Na opinião dos diretores do Fed, não era provável que o governo tivesse a intenção de mexer no câmbio. "O Brasil terá eleição no domingo, então não imagino que o presidente vá dizer que pretende desvalorizar [o real]", disse Truman. "Nem imagino que queiram desvalorizar. Na verdade, estão estudando ampliar a banda [de desvalorização]."
Havia um clima de crise financeira no ar na segunda metade daquele ano. Os mercados, tensos, especulavam sobre quem seria a próxima vítima. Na reunião de agosto, os diretores do Fed admitiram que subestimaram o contágio da crise asiática, inclusive sobre o Brasil.
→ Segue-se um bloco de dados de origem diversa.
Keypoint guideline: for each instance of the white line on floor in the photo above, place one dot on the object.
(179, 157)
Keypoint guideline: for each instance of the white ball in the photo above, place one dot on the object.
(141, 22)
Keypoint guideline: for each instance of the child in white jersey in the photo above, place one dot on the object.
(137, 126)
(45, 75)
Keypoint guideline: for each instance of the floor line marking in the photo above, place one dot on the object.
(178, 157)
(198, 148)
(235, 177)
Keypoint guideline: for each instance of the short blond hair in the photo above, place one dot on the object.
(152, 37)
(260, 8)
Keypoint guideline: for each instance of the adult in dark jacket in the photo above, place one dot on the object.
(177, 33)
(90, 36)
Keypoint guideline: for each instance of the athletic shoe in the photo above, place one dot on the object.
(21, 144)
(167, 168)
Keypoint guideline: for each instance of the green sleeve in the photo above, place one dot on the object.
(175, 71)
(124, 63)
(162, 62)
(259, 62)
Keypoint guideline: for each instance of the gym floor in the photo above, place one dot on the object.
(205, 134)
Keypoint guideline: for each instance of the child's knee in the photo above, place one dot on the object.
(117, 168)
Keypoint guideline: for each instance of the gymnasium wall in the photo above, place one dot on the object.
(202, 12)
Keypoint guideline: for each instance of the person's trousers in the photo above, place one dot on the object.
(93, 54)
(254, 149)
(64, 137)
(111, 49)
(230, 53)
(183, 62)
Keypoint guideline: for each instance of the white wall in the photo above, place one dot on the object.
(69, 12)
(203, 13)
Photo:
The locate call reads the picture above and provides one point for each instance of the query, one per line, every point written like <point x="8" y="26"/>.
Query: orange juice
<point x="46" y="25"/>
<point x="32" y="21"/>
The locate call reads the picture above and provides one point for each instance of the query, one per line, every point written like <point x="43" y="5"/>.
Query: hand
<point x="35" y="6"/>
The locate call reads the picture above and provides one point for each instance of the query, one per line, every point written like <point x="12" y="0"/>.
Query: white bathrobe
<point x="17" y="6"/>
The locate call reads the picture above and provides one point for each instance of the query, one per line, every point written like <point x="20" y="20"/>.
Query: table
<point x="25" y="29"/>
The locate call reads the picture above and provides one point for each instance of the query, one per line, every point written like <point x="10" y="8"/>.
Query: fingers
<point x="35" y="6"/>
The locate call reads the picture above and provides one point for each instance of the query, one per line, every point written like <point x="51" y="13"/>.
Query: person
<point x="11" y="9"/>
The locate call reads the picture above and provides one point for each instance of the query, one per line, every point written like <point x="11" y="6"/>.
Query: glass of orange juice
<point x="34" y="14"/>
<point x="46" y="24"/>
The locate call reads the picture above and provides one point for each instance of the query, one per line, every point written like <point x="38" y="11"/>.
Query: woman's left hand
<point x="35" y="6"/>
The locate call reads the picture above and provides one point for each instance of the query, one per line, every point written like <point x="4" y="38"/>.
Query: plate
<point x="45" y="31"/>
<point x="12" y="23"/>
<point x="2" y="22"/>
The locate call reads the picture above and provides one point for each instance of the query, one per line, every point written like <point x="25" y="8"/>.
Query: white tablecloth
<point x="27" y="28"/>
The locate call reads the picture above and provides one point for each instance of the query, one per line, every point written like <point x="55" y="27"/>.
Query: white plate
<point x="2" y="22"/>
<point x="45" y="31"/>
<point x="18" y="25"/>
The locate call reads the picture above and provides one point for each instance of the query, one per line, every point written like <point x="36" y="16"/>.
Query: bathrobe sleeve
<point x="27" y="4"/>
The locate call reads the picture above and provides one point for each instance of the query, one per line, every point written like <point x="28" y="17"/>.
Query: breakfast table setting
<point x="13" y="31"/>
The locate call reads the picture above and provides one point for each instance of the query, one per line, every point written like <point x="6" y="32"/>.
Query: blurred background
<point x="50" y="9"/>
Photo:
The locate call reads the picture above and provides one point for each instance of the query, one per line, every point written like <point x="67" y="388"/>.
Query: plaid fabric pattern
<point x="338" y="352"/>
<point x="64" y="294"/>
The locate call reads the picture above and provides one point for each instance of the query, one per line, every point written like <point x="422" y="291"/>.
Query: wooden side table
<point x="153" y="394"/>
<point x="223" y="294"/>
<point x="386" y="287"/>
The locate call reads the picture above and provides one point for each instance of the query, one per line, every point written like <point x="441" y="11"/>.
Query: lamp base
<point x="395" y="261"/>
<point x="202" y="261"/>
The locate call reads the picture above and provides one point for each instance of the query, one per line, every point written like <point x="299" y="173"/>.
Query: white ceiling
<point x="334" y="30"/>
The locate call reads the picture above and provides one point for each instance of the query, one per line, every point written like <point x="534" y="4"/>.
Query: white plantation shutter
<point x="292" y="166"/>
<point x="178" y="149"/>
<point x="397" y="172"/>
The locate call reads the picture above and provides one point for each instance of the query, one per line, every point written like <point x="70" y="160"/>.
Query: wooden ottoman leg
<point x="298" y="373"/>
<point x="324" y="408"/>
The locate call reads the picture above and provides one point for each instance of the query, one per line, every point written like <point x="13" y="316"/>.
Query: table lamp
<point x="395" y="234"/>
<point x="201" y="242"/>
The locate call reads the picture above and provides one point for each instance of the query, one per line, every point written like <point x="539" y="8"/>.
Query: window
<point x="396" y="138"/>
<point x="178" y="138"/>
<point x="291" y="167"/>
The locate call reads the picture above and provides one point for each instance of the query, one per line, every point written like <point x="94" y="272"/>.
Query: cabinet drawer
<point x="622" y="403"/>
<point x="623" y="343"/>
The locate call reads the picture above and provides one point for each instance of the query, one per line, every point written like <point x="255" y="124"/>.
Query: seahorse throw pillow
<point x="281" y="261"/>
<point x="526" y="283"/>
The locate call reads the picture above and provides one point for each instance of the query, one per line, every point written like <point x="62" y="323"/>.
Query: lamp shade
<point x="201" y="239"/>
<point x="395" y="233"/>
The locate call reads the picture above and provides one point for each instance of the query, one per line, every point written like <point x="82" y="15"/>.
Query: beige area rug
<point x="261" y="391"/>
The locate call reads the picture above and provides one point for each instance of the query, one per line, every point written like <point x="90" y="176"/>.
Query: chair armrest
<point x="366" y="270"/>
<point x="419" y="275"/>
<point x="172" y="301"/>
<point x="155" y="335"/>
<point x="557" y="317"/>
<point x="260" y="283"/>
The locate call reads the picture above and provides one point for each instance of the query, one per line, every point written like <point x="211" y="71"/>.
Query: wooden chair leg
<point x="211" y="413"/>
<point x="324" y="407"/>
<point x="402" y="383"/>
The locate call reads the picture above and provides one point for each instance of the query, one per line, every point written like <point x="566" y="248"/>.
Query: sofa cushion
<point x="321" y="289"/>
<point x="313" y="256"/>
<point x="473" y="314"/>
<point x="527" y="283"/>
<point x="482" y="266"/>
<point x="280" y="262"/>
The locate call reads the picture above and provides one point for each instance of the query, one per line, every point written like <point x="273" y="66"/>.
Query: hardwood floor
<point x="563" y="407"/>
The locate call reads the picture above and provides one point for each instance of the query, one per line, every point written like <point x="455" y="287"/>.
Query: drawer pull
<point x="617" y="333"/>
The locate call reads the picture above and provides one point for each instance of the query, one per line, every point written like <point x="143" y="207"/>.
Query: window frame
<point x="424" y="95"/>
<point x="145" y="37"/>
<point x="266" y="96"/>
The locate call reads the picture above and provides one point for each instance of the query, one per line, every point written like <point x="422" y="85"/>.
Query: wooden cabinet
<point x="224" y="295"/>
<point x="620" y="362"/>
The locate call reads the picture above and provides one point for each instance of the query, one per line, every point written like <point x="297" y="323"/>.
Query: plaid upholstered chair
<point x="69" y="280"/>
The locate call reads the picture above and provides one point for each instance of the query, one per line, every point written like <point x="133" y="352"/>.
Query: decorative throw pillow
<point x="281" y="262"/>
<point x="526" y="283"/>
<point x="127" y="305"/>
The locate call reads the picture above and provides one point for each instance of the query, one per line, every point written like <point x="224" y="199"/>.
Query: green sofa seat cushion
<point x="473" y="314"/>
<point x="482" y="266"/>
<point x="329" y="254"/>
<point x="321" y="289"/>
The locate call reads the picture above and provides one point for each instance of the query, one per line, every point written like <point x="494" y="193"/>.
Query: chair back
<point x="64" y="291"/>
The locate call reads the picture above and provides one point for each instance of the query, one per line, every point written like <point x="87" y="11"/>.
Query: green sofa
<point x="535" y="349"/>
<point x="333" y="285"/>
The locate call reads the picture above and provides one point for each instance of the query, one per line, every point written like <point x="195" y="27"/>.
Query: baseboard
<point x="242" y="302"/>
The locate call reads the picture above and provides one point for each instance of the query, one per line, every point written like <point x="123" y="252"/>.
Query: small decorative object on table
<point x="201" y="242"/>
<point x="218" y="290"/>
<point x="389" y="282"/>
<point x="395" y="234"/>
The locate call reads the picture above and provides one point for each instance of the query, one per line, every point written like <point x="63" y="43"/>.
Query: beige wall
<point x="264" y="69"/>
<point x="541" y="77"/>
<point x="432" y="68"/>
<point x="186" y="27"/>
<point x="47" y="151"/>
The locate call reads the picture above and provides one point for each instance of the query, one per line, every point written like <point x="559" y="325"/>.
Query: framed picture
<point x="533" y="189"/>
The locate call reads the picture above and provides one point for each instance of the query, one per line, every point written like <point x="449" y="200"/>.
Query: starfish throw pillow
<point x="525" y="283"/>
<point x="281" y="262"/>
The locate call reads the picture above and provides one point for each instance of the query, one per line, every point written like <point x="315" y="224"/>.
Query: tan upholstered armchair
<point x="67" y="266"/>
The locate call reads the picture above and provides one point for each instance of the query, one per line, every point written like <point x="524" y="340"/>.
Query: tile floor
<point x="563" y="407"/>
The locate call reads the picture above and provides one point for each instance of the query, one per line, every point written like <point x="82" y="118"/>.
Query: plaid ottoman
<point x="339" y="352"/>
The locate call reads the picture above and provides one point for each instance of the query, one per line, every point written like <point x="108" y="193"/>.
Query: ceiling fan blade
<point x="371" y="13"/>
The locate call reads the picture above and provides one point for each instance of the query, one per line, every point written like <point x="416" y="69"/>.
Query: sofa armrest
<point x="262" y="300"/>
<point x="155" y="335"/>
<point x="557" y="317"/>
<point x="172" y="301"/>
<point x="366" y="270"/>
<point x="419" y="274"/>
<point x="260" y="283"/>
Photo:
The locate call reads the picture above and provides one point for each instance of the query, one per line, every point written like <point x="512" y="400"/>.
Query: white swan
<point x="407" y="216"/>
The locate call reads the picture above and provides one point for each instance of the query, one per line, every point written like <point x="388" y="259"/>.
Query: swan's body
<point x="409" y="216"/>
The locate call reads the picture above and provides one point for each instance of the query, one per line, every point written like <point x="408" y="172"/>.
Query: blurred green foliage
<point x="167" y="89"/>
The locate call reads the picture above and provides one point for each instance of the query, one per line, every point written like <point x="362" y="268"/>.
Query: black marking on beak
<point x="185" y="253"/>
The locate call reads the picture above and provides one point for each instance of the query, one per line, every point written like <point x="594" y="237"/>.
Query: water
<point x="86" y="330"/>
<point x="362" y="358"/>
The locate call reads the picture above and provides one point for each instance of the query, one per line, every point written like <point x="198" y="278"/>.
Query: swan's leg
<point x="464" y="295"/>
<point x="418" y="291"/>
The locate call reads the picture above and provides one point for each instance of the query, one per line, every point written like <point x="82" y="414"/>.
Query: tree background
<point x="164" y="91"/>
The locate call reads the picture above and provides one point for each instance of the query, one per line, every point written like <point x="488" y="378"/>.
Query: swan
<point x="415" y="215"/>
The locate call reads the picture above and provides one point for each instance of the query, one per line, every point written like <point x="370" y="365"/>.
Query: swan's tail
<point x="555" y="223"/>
Diante da instabilidade, Greenspan convocou duas teleconferências de emergência, a primeira em 21 de setembro e a segunda em 15 de outubro, para discutir a necessidade de reduções nas taxas de juros. A turbulência nos mercados se acentuou com o colapso do fundo de investimentos Long Term Capital Management.
O Fed acabou cortando os juros três vezes durante aquele período. Entre outras justificativas para a decisão, os diretores do Fed citaram as possíveis conseqüências de uma crise cambial no Brasil.
As estimativas quanto ao Brasil começaram a ficar francamente negativas em novembro. Na reunião daquele mês, a diretora Karen Johnson apresentou projeções sobre o impacto que um eventual colapso do Brasil teria na economia norte-americana.
Johnson, então diretora da divisão internacional, afirmou que havia a possibilidade de sucesso do acordo com o FMI. Mas afirmou que existia a possibilidade de um "outro cenário", como o "derretimento brasileiro e contágio em toda a região".
"Nesse caso, sem ajuste aqui [nos EUA], o crescimento do PIB americano seria reduzido em 0,5 ponto percentual em 99 e 0,75 ponto percentual em 2000", comentou a diretora.
Johnson falava sobre as possibilidades de fuga de capitais, o que acabou ocorrendo. Comentou ainda que o PIB brasileiro teria uma queda, por causa das elevadas taxas de juros e do aperto nos gastos públicos previstos no acordo com o Fundo.
O Brasil dominou boa parte das discussões na reunião de novembro do Fomc. Diretores citaram a iminência de um desastre financeiro no país como fonte de estresse para os mercados financeiros. Discutiram ainda o acordo com o FMI e especularam sobre o alcance do contágio em outros mercados no caso de um colapso.
Greenspan, em sua intervenção, afirmou que havia conversado com vários banqueiros dos EUA e que as instituições não se mostravam propensas a continuar emprestando dinheiro para o Brasil.
De acordo com o presidente do Fed, os bancos só estavam dispostos a assumir riscos se os demais também o fizessem. Para Greenspan, havia 50% de chances de o Brasil entrar em colapso.
No mês seguinte, Johnson se mostrou mais otimista. Disse que o pacote do FMI evitara uma crise na América Latina e que, graças ao socorro, o regime cambial continuava de pé. Muitos do diretores do Fed seguiram céticos na reunião do dia 22 de dezembro. Menos de um mês depois, real forte era coisa do passado.